Similarly, Rubin sees a return to hard resources as the drivers of real value. "Countries with resources are doing better than those without, like Canada doing better than the US. Oil and potash are more important than research in motion," he explains. "By the same token, the Middle East will become less important to the US. Your future supply won't be coming from OPEC and it won't be cheap. Places like Canada and Venezuela will become more important."
It's a small world after all
Going local is certainly fashionable, and makes sense on a certain level. But if Rubin firmly believes in the power of prices, what about the higher cost of making things at home again?
To him this isn't such a problem, again, because distance costs money. "If we're not importing our steel from China and start making our own steel in places like Pennsylvania and Ohio it won't cost as much as hauling it across the Pacific Ocean, but it will cost more. The Fed is absolutely wrong in thinking the big boogie man is Japanese style deflation. The real problem is American-style inflation. Things will become more expensive as production is repatriated at home."
And there's other good news. "We'll also have a more diversified economy. Not everybody will be working in services, on Wall Street or at Starbucks."

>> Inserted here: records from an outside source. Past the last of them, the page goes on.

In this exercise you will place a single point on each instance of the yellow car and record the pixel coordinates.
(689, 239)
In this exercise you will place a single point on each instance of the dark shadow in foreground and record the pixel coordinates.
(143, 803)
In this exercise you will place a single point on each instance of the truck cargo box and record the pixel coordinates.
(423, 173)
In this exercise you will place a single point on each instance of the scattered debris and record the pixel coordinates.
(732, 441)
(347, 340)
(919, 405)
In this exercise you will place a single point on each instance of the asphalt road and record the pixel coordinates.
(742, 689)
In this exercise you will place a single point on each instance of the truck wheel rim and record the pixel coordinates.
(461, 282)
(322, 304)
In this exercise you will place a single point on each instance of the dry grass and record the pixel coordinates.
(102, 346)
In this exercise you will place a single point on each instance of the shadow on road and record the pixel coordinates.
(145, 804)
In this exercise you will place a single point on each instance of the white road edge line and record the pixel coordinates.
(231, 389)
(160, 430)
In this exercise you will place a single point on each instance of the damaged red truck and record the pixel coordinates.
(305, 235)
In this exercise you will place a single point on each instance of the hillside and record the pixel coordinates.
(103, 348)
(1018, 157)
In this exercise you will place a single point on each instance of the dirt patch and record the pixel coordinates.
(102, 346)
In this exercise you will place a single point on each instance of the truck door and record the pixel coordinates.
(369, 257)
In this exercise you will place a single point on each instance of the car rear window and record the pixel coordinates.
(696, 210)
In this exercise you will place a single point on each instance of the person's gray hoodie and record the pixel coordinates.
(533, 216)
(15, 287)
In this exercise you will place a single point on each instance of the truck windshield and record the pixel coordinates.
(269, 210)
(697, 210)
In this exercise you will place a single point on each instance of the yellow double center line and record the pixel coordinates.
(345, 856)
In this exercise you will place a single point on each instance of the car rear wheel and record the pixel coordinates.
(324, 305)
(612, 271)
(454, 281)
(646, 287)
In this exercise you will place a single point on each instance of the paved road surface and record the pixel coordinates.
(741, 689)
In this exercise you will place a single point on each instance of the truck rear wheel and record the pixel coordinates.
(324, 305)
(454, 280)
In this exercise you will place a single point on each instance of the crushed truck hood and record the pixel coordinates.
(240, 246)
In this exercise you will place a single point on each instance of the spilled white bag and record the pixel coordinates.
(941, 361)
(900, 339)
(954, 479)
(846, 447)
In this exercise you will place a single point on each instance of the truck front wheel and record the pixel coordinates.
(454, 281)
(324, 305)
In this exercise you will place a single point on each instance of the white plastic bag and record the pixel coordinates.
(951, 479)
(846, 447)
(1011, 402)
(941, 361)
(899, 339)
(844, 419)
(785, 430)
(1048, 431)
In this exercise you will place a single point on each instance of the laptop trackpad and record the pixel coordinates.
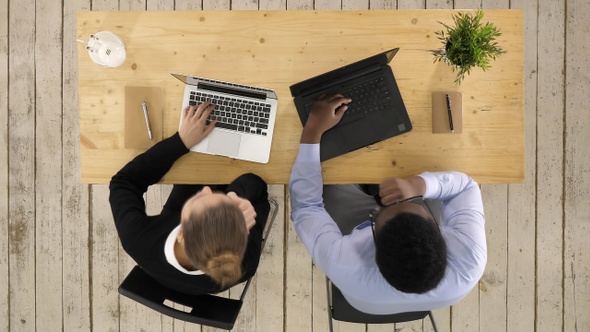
(224, 143)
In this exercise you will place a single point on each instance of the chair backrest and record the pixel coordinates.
(207, 309)
(340, 309)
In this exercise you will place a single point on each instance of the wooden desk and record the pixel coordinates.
(275, 49)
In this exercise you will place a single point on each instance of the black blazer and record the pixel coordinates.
(143, 237)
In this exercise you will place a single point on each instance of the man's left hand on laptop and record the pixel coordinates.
(325, 113)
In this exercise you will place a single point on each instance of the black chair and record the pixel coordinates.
(340, 309)
(208, 309)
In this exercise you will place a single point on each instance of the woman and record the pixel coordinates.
(206, 239)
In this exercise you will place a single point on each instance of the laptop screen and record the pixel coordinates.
(343, 73)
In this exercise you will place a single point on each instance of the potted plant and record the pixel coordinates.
(468, 44)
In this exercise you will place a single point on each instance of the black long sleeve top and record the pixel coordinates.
(143, 237)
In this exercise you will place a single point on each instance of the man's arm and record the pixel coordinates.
(316, 229)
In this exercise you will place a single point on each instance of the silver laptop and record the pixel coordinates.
(245, 117)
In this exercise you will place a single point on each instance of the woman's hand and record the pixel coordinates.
(194, 128)
(246, 207)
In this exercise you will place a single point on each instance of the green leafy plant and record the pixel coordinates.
(468, 44)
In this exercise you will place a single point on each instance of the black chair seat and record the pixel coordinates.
(339, 309)
(207, 309)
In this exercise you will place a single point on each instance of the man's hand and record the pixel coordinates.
(325, 113)
(395, 189)
(246, 207)
(194, 128)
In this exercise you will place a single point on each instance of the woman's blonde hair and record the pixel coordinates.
(215, 241)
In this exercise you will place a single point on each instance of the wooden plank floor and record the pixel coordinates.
(61, 263)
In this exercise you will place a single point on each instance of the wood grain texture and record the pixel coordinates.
(21, 165)
(75, 196)
(288, 287)
(576, 171)
(520, 301)
(550, 181)
(491, 149)
(4, 188)
(48, 166)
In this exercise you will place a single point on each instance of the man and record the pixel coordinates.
(398, 259)
(203, 241)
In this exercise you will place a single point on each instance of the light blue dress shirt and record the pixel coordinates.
(349, 261)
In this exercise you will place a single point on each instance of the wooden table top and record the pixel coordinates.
(275, 49)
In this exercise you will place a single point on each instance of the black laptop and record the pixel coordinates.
(377, 111)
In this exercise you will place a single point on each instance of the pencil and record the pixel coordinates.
(450, 113)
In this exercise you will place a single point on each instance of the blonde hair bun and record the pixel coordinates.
(225, 268)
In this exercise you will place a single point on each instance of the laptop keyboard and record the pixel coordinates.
(367, 98)
(236, 114)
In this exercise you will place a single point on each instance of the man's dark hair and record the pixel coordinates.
(411, 253)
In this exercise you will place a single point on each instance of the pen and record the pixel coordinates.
(450, 114)
(147, 119)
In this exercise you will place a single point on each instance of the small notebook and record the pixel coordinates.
(136, 135)
(440, 113)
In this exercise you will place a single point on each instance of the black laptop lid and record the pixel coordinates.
(341, 74)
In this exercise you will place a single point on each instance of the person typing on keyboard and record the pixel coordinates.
(206, 239)
(384, 249)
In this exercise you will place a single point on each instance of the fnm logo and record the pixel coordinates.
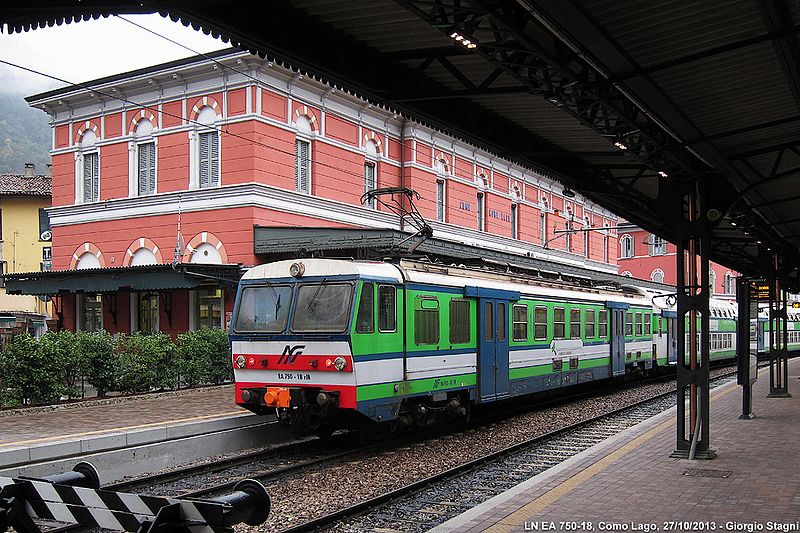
(290, 353)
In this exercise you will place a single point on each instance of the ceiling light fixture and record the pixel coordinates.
(467, 42)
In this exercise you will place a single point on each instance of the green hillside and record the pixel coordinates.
(24, 135)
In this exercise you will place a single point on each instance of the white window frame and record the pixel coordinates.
(80, 309)
(80, 161)
(626, 250)
(194, 148)
(656, 245)
(514, 220)
(441, 200)
(586, 240)
(730, 283)
(134, 147)
(135, 302)
(307, 142)
(656, 272)
(194, 310)
(370, 164)
(481, 207)
(543, 227)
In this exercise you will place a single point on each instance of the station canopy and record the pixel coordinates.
(624, 102)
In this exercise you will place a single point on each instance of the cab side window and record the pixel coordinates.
(426, 320)
(365, 319)
(387, 308)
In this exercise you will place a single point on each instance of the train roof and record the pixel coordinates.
(326, 268)
(451, 276)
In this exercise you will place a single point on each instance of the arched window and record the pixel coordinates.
(730, 283)
(626, 247)
(88, 168)
(205, 170)
(441, 174)
(143, 159)
(370, 170)
(656, 245)
(303, 154)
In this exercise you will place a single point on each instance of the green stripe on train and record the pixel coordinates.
(416, 386)
(542, 370)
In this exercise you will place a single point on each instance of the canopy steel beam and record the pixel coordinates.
(693, 430)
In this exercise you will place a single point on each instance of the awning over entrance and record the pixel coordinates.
(134, 279)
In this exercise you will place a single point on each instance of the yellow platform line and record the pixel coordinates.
(118, 429)
(514, 521)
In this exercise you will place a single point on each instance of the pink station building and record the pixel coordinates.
(160, 177)
(643, 255)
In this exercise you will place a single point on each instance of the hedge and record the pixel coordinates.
(53, 367)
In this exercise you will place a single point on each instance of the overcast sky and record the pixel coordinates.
(84, 51)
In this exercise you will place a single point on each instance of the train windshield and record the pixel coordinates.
(264, 309)
(322, 307)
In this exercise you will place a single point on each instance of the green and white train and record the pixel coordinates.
(334, 343)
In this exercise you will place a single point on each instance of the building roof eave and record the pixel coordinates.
(133, 279)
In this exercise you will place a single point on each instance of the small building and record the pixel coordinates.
(161, 177)
(643, 255)
(25, 245)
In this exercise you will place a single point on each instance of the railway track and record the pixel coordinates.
(310, 459)
(429, 502)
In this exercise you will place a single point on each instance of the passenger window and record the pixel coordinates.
(426, 320)
(387, 308)
(602, 326)
(519, 322)
(540, 323)
(365, 320)
(574, 323)
(487, 320)
(501, 322)
(590, 329)
(459, 321)
(559, 317)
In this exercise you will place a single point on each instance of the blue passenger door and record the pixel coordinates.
(617, 312)
(493, 329)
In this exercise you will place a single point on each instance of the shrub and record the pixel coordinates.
(61, 350)
(146, 362)
(99, 360)
(204, 357)
(32, 375)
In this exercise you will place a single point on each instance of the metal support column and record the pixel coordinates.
(693, 314)
(778, 335)
(747, 343)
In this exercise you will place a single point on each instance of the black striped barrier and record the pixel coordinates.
(75, 498)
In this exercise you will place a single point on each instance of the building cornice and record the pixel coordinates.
(267, 197)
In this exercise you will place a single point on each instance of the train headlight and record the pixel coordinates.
(297, 269)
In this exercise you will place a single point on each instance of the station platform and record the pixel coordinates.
(630, 482)
(46, 433)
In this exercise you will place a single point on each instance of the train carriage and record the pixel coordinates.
(331, 343)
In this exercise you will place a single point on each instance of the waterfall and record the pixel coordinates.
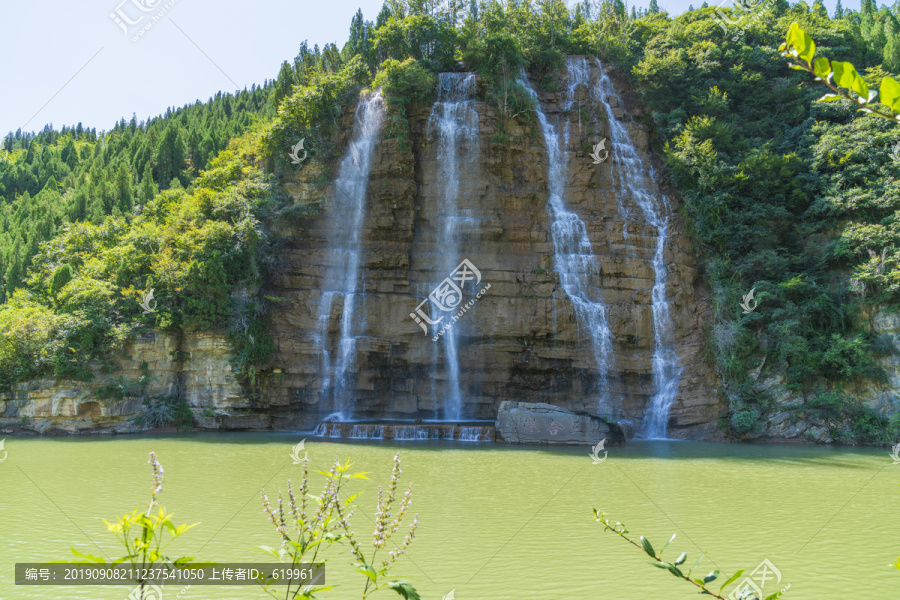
(341, 282)
(637, 180)
(574, 260)
(453, 127)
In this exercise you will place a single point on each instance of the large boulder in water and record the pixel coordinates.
(542, 423)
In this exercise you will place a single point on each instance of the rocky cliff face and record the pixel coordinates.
(522, 339)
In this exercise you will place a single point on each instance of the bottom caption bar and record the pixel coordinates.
(194, 574)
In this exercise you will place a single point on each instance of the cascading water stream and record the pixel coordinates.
(574, 259)
(637, 180)
(453, 127)
(342, 279)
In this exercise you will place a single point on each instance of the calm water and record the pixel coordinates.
(496, 522)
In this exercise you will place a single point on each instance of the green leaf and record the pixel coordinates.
(890, 93)
(730, 580)
(845, 75)
(801, 42)
(647, 547)
(404, 589)
(821, 67)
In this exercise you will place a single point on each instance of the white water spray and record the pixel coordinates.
(348, 211)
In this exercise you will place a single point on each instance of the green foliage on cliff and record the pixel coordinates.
(794, 199)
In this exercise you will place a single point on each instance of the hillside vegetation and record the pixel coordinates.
(795, 199)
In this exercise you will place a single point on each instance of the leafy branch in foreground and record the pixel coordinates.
(836, 75)
(146, 548)
(330, 523)
(673, 567)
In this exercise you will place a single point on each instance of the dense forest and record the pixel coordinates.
(796, 199)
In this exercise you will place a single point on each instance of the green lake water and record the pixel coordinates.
(497, 522)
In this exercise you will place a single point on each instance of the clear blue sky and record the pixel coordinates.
(67, 62)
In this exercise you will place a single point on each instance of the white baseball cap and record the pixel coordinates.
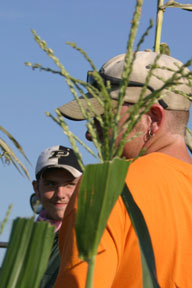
(112, 71)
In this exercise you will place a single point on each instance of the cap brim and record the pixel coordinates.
(76, 173)
(72, 110)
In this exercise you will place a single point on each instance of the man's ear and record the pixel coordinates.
(157, 115)
(35, 185)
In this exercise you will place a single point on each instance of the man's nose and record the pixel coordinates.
(63, 192)
(88, 136)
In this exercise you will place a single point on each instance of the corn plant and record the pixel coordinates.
(98, 190)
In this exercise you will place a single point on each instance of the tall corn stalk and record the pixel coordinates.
(98, 190)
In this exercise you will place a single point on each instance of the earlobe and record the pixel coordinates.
(36, 188)
(157, 114)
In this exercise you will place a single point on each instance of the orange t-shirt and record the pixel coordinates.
(162, 187)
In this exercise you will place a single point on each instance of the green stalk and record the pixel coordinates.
(91, 266)
(159, 24)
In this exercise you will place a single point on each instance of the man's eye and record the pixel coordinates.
(51, 184)
(70, 185)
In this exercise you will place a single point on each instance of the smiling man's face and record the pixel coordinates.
(54, 190)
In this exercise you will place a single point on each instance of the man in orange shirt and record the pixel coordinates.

But we're not going to get there on a smooth and easy road. There's plenty of games already set in motion that will have to run their course or fall apart before resolving into something more manageable.
"People are hurting right now because there's a 9.6% unemployment rate and that's with a hugely artificially stimulated economy with a huge federal debt and deficits at the state and local level along with zero percent interest rates," explains Rubin. "These policies that buffered the severity of the recession today just make the future more problematic."
He argues that debt will need to be paid down through tax increases and budget cuts. "There are many examples around the world that record budget deficits and zero percent interest rates are a marriage that cannot last. America has become a borrower and China is basically funding the Treasury deficit. There are very tough adjustments that America faces."
For Rubin the solution is a vigorous move away from oil dependence. He says the way to do that is to relocalize, and he says we'll do that not because of community projects like Transition initiatives as much as because of the power of prices. "That's what the price signals that triple digit oil prices will do. I have great faith in the power of prices to change people's behavior."
Some advance awareness of the problem could help. But Rubin says that the public doesn't hear a lot of discussion of the issues that he talks about in his blog. "The majority of Americans probably believe that oil prices only got to their previous high because of market speculation," he says. That's a view also held by those who invest the market roulette with greater power than resources. But Rubin says when oil prices go back up, "we'll see a sea change."
Even if there is volatility, with prices spiking and then plunging, the main input, or lack of it, remains key. "That doesn't mean there's a lot of oil in the world. That just means we've gone into another oil-caused recession. But what could be a more telling indictment of the global economy than that scenario, that a global economy doesn't work in a world of triple digit oil?"